Para melhorar o ensino da matemática no país, tanto Marcelo Viana quanto Ernesto Faria afirmam ser necessário encontrar soluções pedagógicas tanto nas escolas brasileiras que se destacam, sejam públicas ou privadas, quanto nos países líderes do ranking Pisa.
“As escolas públicas brasileiras que vão bem ainda estão muito longe do desejável. O problema é que muitas vezes a aula de uma série é focada em séries anteriores e os alunos já chegam com defasagem muito grande. Os alunos com alto desempenho não podem estar em uma aula que já sabem a matéria, têm de estar em aula mais complexa. E o aluno de desempenho mais baixo tem de estar em aulas de reforço”, diz Faria.
Essa defasagem fica mais clara quando é comparada às demais disciplinas, afirma Viana. “Todos os dados da matemática vão piorando durante o processo escolar, mesmo na comparação com a língua portuguesa. O percentual de alunos que terminam os ciclos com desempenho satisfatório vai diminuindo. O desempenho matemático é só de 12% nos que terminam o ensino médio. A meu ver, isso aponta o dedo para um elemento que é fundamental que é o ensino médio.”

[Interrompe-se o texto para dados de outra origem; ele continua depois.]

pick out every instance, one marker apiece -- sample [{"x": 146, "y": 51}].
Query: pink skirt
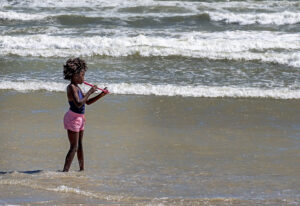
[{"x": 74, "y": 121}]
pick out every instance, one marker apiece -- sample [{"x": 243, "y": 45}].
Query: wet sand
[{"x": 152, "y": 150}]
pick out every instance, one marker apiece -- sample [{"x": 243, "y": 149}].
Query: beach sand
[{"x": 151, "y": 150}]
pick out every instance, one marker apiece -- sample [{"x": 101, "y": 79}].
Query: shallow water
[{"x": 152, "y": 150}]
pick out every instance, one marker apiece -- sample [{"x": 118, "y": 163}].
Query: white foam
[
  {"x": 165, "y": 90},
  {"x": 11, "y": 15},
  {"x": 277, "y": 12},
  {"x": 233, "y": 45}
]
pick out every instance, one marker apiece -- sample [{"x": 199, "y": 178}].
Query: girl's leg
[
  {"x": 80, "y": 151},
  {"x": 73, "y": 138}
]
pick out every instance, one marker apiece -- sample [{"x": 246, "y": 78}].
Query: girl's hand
[{"x": 93, "y": 89}]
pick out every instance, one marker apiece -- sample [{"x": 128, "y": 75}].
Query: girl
[{"x": 74, "y": 120}]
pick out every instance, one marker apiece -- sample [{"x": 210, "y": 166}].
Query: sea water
[{"x": 203, "y": 105}]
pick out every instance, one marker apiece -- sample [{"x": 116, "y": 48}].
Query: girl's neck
[{"x": 73, "y": 82}]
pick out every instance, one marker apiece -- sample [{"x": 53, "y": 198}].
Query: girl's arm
[
  {"x": 96, "y": 98},
  {"x": 73, "y": 95}
]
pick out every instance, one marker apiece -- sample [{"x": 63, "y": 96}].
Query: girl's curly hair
[{"x": 74, "y": 66}]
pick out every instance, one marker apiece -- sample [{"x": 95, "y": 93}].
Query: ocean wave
[
  {"x": 276, "y": 18},
  {"x": 280, "y": 18},
  {"x": 164, "y": 90},
  {"x": 233, "y": 45}
]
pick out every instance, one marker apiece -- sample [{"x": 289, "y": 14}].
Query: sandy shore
[{"x": 148, "y": 147}]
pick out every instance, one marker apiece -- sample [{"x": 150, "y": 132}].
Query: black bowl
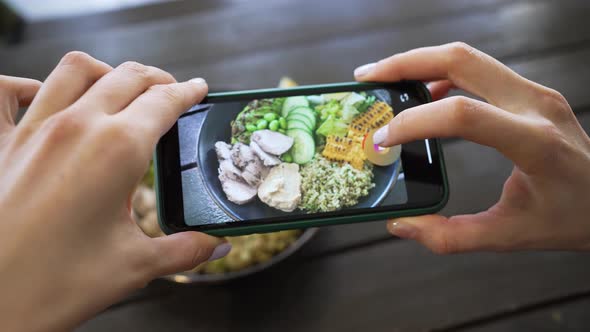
[{"x": 216, "y": 127}]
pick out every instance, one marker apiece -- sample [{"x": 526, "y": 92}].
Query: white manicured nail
[
  {"x": 198, "y": 80},
  {"x": 364, "y": 70},
  {"x": 380, "y": 135},
  {"x": 220, "y": 251}
]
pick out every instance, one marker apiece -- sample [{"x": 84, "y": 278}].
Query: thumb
[
  {"x": 465, "y": 233},
  {"x": 184, "y": 251}
]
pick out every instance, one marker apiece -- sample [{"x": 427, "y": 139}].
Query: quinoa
[{"x": 329, "y": 186}]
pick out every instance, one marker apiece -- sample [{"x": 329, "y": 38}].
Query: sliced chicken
[
  {"x": 254, "y": 172},
  {"x": 237, "y": 191},
  {"x": 281, "y": 189},
  {"x": 242, "y": 155},
  {"x": 267, "y": 159},
  {"x": 272, "y": 142},
  {"x": 223, "y": 150},
  {"x": 229, "y": 170}
]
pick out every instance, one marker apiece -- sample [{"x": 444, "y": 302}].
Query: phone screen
[{"x": 289, "y": 158}]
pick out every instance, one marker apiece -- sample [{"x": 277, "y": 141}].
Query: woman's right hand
[{"x": 545, "y": 203}]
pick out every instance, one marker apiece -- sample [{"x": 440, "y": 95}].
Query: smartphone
[{"x": 268, "y": 160}]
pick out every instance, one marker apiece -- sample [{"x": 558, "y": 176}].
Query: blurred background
[{"x": 354, "y": 277}]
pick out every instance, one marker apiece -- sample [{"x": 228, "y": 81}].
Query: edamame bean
[
  {"x": 283, "y": 123},
  {"x": 274, "y": 125},
  {"x": 261, "y": 124},
  {"x": 270, "y": 117}
]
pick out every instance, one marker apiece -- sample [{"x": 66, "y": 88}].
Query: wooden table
[{"x": 354, "y": 277}]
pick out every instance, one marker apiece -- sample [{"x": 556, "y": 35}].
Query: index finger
[
  {"x": 156, "y": 110},
  {"x": 15, "y": 92},
  {"x": 513, "y": 135},
  {"x": 466, "y": 67}
]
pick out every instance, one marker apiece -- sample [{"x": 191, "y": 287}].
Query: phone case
[{"x": 364, "y": 217}]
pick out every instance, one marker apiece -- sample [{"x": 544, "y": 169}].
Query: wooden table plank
[
  {"x": 396, "y": 286},
  {"x": 402, "y": 278},
  {"x": 202, "y": 38},
  {"x": 570, "y": 316},
  {"x": 467, "y": 163},
  {"x": 567, "y": 73}
]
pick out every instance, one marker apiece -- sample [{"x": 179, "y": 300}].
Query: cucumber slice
[
  {"x": 307, "y": 112},
  {"x": 296, "y": 124},
  {"x": 301, "y": 118},
  {"x": 292, "y": 102},
  {"x": 303, "y": 148}
]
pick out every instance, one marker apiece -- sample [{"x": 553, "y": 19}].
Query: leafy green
[
  {"x": 364, "y": 106},
  {"x": 332, "y": 107},
  {"x": 333, "y": 126},
  {"x": 254, "y": 111}
]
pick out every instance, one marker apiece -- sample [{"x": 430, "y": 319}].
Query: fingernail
[
  {"x": 380, "y": 135},
  {"x": 220, "y": 251},
  {"x": 403, "y": 230},
  {"x": 198, "y": 80},
  {"x": 364, "y": 70}
]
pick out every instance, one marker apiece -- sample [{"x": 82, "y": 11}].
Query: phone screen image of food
[{"x": 288, "y": 156}]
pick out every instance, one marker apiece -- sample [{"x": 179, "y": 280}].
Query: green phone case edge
[{"x": 250, "y": 229}]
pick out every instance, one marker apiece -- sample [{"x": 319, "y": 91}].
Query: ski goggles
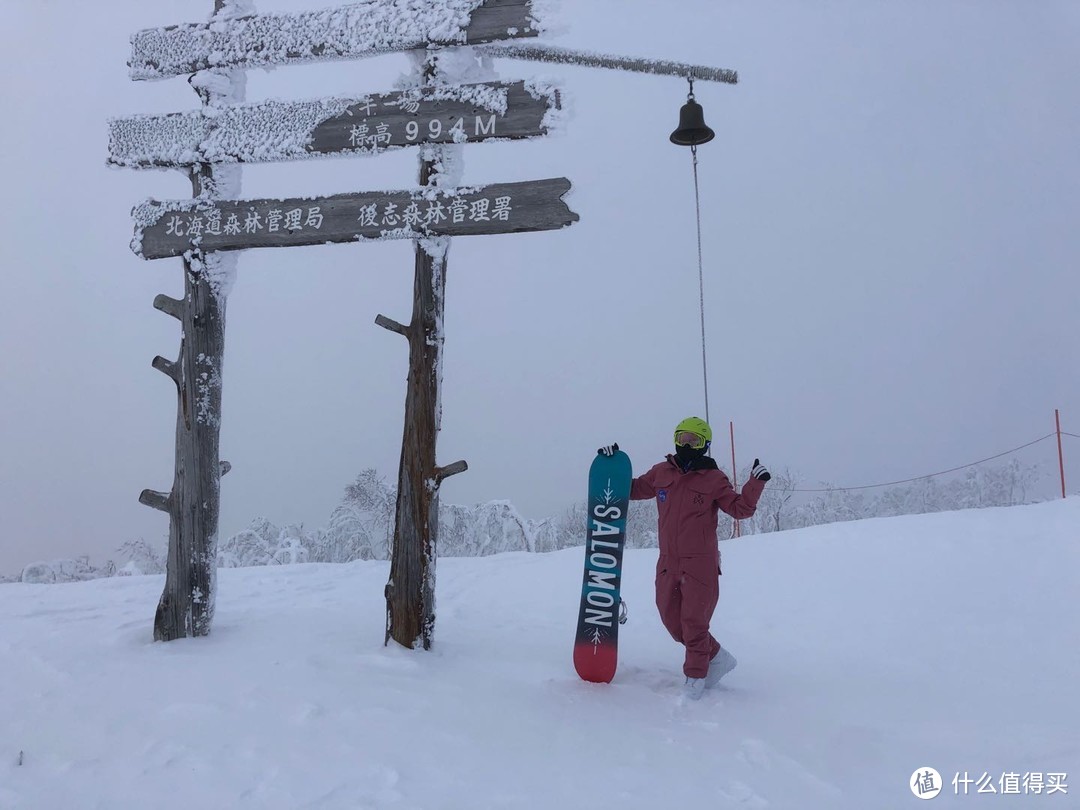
[{"x": 685, "y": 436}]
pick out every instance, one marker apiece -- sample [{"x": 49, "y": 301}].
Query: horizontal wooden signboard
[
  {"x": 345, "y": 32},
  {"x": 164, "y": 229},
  {"x": 277, "y": 131}
]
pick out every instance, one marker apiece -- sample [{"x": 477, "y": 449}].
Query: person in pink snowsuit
[{"x": 690, "y": 489}]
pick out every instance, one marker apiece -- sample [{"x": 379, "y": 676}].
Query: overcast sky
[{"x": 890, "y": 248}]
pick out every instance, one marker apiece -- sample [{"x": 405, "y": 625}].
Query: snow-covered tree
[
  {"x": 362, "y": 525},
  {"x": 138, "y": 557}
]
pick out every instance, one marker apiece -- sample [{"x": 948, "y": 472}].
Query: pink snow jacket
[{"x": 688, "y": 503}]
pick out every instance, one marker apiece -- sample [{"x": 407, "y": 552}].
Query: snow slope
[{"x": 866, "y": 650}]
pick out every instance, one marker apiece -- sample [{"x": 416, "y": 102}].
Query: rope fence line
[{"x": 943, "y": 472}]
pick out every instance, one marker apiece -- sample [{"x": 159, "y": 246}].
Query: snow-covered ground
[{"x": 866, "y": 650}]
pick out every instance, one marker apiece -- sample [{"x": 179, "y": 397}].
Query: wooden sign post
[
  {"x": 175, "y": 228},
  {"x": 435, "y": 116},
  {"x": 274, "y": 131}
]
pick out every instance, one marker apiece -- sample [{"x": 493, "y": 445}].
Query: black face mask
[{"x": 685, "y": 454}]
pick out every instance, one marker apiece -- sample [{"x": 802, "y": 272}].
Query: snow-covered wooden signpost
[
  {"x": 204, "y": 143},
  {"x": 451, "y": 98}
]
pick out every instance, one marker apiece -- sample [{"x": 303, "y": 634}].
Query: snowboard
[{"x": 596, "y": 643}]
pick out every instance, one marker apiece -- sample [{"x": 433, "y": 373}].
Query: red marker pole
[
  {"x": 734, "y": 474},
  {"x": 1061, "y": 458}
]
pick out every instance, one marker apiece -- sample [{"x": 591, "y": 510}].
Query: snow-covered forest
[{"x": 362, "y": 525}]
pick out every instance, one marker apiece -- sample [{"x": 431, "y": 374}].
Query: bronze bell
[{"x": 691, "y": 125}]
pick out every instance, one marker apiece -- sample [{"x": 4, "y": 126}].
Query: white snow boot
[
  {"x": 723, "y": 663},
  {"x": 693, "y": 688}
]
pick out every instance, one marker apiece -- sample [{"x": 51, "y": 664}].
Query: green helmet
[{"x": 696, "y": 426}]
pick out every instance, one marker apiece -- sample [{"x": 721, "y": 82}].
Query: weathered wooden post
[
  {"x": 186, "y": 607},
  {"x": 434, "y": 116},
  {"x": 410, "y": 591}
]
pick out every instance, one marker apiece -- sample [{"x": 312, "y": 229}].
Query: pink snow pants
[{"x": 687, "y": 592}]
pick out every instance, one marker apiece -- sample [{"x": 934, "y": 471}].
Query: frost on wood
[
  {"x": 349, "y": 31},
  {"x": 275, "y": 131},
  {"x": 544, "y": 52}
]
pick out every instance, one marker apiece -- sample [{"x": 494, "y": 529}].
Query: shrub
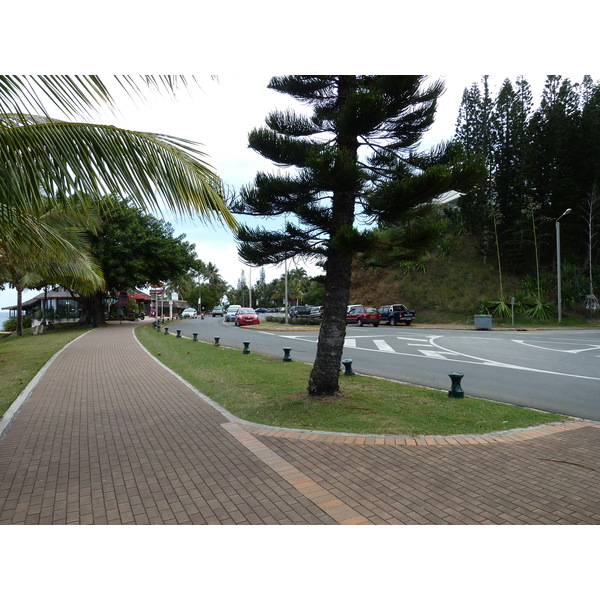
[{"x": 11, "y": 324}]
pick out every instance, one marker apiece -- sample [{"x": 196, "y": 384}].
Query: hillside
[{"x": 449, "y": 290}]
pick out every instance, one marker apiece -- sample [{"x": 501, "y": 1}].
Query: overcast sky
[
  {"x": 219, "y": 113},
  {"x": 245, "y": 46}
]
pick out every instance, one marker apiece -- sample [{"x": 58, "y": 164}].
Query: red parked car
[
  {"x": 363, "y": 315},
  {"x": 246, "y": 316}
]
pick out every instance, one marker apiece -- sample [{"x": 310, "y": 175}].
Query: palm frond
[{"x": 154, "y": 170}]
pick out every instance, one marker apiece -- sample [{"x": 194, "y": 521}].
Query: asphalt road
[{"x": 554, "y": 370}]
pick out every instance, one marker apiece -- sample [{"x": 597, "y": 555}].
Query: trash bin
[{"x": 483, "y": 321}]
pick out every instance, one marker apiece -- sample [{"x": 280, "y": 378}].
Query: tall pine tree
[{"x": 354, "y": 168}]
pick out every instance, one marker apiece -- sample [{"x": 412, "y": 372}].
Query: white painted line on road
[
  {"x": 383, "y": 346},
  {"x": 524, "y": 343},
  {"x": 437, "y": 354}
]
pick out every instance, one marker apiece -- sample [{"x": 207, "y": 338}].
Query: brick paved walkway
[{"x": 109, "y": 436}]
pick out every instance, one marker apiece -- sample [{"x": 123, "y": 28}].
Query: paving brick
[{"x": 140, "y": 447}]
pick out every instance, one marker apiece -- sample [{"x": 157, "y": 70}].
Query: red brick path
[{"x": 109, "y": 436}]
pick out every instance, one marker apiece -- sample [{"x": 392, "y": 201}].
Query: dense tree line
[{"x": 541, "y": 161}]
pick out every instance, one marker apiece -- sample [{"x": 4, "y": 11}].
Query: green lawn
[
  {"x": 267, "y": 390},
  {"x": 21, "y": 357}
]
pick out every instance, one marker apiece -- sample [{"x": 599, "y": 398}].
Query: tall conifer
[{"x": 354, "y": 168}]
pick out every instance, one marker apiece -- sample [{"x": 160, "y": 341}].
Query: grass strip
[
  {"x": 21, "y": 357},
  {"x": 266, "y": 390}
]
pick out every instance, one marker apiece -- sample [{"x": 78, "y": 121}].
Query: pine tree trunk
[
  {"x": 325, "y": 375},
  {"x": 19, "y": 330},
  {"x": 92, "y": 312}
]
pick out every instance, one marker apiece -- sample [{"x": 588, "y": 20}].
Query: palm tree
[
  {"x": 45, "y": 160},
  {"x": 63, "y": 258}
]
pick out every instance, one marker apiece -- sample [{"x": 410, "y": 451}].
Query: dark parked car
[
  {"x": 362, "y": 315},
  {"x": 393, "y": 314},
  {"x": 299, "y": 311}
]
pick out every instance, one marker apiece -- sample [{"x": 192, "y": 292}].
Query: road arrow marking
[{"x": 383, "y": 346}]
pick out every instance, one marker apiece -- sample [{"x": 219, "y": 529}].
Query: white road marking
[
  {"x": 383, "y": 346},
  {"x": 524, "y": 343}
]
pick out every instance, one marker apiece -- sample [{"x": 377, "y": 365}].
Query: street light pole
[{"x": 559, "y": 298}]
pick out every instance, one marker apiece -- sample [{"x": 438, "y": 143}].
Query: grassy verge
[
  {"x": 21, "y": 357},
  {"x": 266, "y": 390}
]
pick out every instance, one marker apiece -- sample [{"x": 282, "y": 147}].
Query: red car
[
  {"x": 246, "y": 316},
  {"x": 363, "y": 315}
]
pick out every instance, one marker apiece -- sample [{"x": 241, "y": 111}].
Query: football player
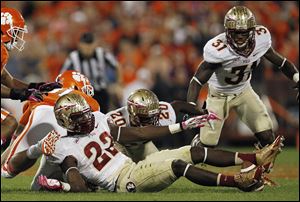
[
  {"x": 229, "y": 59},
  {"x": 13, "y": 29},
  {"x": 143, "y": 109},
  {"x": 87, "y": 155},
  {"x": 38, "y": 119}
]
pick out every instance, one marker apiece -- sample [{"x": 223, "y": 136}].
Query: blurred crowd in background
[{"x": 159, "y": 45}]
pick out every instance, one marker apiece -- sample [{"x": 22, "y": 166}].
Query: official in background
[{"x": 97, "y": 64}]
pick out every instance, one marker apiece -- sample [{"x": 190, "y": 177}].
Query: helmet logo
[
  {"x": 78, "y": 77},
  {"x": 6, "y": 18}
]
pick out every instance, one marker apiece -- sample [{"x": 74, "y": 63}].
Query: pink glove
[
  {"x": 46, "y": 87},
  {"x": 194, "y": 122},
  {"x": 210, "y": 119}
]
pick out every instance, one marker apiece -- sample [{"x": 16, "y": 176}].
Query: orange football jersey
[{"x": 50, "y": 99}]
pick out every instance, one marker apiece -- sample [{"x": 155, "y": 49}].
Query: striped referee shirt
[{"x": 94, "y": 68}]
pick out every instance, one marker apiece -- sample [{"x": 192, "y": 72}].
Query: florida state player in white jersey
[
  {"x": 143, "y": 108},
  {"x": 87, "y": 155},
  {"x": 229, "y": 59}
]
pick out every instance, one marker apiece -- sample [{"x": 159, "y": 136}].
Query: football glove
[
  {"x": 198, "y": 121},
  {"x": 45, "y": 87},
  {"x": 53, "y": 184},
  {"x": 297, "y": 88},
  {"x": 26, "y": 94}
]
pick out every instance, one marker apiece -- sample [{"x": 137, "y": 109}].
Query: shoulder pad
[
  {"x": 263, "y": 37},
  {"x": 215, "y": 50}
]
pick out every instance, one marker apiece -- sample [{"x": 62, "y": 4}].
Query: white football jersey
[
  {"x": 98, "y": 161},
  {"x": 236, "y": 70},
  {"x": 121, "y": 116}
]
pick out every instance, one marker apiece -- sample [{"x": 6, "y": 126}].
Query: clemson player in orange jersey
[
  {"x": 38, "y": 120},
  {"x": 13, "y": 29}
]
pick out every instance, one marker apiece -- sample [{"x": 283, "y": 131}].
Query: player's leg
[
  {"x": 250, "y": 178},
  {"x": 210, "y": 137},
  {"x": 264, "y": 157},
  {"x": 52, "y": 171},
  {"x": 253, "y": 113},
  {"x": 5, "y": 154},
  {"x": 8, "y": 125},
  {"x": 147, "y": 176},
  {"x": 141, "y": 151}
]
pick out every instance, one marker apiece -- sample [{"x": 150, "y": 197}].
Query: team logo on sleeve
[{"x": 130, "y": 187}]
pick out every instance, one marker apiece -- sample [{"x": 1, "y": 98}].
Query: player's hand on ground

Além de buscar estratégias pedagógicas que funcionam e melhorar a infraestrutura de nossas escolas, o primordial para os especialistas é o governo investir tanto na formação quanto na valorização do professor. Como mostrou a Folha de S.Paulo em maio, os cursos de licenciatura nas áreas de exatas têm taxas de desistência em torno de 70%, bem superiores à média geral do sistema universitário.
“Não adianta alta tecnologia na sala de aula se o professor não souber usar. É importante dar ao professor uma formação que o capacite a fazer isso. Vem junto da valorização, que significa salário, mas quando a gente olha nas unidades da federação, o salário não garante que o desempenho vai ser melhor”, diz Viana.
“O Brasil já provou que pode produzir matemáticos de excelência e professores, também. Temos medalhista Fields. Nós podemos fazer, mas temos de nos inspirar nos bons exemplos, nas escolas municipais e estaduais que dão certo para replicar.”